Your characters are on a quest for the fabled Sword of Bighands.
They’re sitting around a thick iron-banded wooden table at the Borderlands Pub, a dark, seedy local hangout where you can buy anything from drugs to human slaves. Or a really good guide to get you out of Bordertown and across the great Scorched Desert, to the fabled Treasure Lands across that hot, dry, shimmering expanse of red sand.
Your characters are talking about the long trek ahead, sharing war stories, and sipping on curiously ice-cold mead. And they’re absolutely bored out of their gourds.
So what can you do to liven things up?
Put a wolf under the table.
What might happen when your new pet wolf begins to snarl and bite all the soft body parts within its reach under that beer-soaked table? When someone loses a finger (or worse) and people start to react with screams and falling backward out of their chairs and maybe even fighting back against our poor displaced wolf?

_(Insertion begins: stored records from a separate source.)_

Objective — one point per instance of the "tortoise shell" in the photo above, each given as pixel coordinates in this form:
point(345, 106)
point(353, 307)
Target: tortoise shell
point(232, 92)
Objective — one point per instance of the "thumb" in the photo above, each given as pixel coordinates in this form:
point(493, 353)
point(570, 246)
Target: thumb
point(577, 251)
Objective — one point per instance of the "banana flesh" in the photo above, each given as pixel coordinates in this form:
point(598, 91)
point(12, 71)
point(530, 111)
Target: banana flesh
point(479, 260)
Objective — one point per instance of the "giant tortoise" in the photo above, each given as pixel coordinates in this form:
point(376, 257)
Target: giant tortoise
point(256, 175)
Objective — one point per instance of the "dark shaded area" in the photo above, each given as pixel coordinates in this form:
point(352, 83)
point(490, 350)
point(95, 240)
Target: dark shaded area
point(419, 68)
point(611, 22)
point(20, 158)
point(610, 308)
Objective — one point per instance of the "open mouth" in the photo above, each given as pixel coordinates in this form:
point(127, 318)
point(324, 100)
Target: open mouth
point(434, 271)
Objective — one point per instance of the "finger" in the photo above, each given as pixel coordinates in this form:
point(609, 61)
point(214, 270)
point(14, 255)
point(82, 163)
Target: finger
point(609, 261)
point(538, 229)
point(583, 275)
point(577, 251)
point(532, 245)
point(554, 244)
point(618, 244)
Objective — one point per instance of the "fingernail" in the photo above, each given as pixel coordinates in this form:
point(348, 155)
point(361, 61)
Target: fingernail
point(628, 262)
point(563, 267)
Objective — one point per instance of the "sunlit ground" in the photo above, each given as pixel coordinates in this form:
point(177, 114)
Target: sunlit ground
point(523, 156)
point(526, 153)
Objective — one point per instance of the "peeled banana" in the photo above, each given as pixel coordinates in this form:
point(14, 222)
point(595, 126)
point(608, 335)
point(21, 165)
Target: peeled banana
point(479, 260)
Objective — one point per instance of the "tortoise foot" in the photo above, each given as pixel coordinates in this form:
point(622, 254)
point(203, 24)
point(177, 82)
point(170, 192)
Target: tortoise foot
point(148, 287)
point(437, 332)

When your plot slows to a crawl, one of the easiest ways to fix it is to throw in an unexpected element that turns everything on its head, and sends the story racing off in a new direction. Just think of the questions it raises:
Why is there a wolf under the table?
Who put it there?
Was it there the whole time and snarled when someone stepped on its tail?
is it a werewolf?
Why am I just standing here while said wolf slaughters my fellow questers?
I was recently writing a scene with several of my characters sitting in carriages, enroute from the city to a manor out in the countryside. It was raining, and one of the POV characters was staring out the window, brooding on his life and his fate.
For a paragraph or two, it was fine, but after four or five, even Aik began to roll his eyes at me.
I needed a wolf.
Aik grabbed hold of the handle above the door, peering out into the falling rain.
“I don’t think so. It’s—” The carriage lurched forward and then down, sending him flying into the front of the cabin. Aik caught himself with his right hand, saving himself from a probable broken nose.
There was a horrid grinding sound, and then everything came to a screeching halt with the carriage laying at an awkward angle.
Boom. Wolf added. The carriage had broken a wheel, stranding Aik and his two companions and their driver in the middle of an old iron bridge. They did the sensible thing and started to replace the tire. But sometimes one wolf isn’t enough:
A low rumble quickly grew into a crescendo, and the bridge began to sway crazily under Aik.
“Quake! Hold on!” Malin dropped the wheel, and it bounced away, rolling down the shaking bridge. He reached for the carriage, but a jolt threw him back against the rail, where he collapsed to the ground.
Now our boring riding-in-the-carriage scene has been transformed into a thrilling run-for-your-life one as our characters scramble in a mad dash to get off the bridge before it collapses. And as a bonus, our poor friend Aik still has all his brooding worries going on in the background.
These events also set things up nicely for a reveal of the secret Aik has been hiding from his best friend, which itself sends the story careening off in a new direction.
Plot wolves can take many forms – physical events, surprise arrivals of other characters, secrets revealed, etc.
For a master class in this technique, check out the latest version of “Lost in Space” on Netflix. This show regularly releases two or three wolves in an episode, creating chaos and plot movement (and making the phrase “Things are not looking good for our heroes” run through my head almost constantly).
You do have to be careful about overusing this device, though. Too many wolves and your readers may start feeling like sheep being fleeced, especially if your characters escape unscathed every single time.
Still, the “wolf under the table” is a surefire way to add a little life to a tired plot arc and get things moving again.
And if you need some additional inspiration, I may have a pack of wolves to sell you. 🙂
To my fellow authors, what’s your version of the wolf under the table?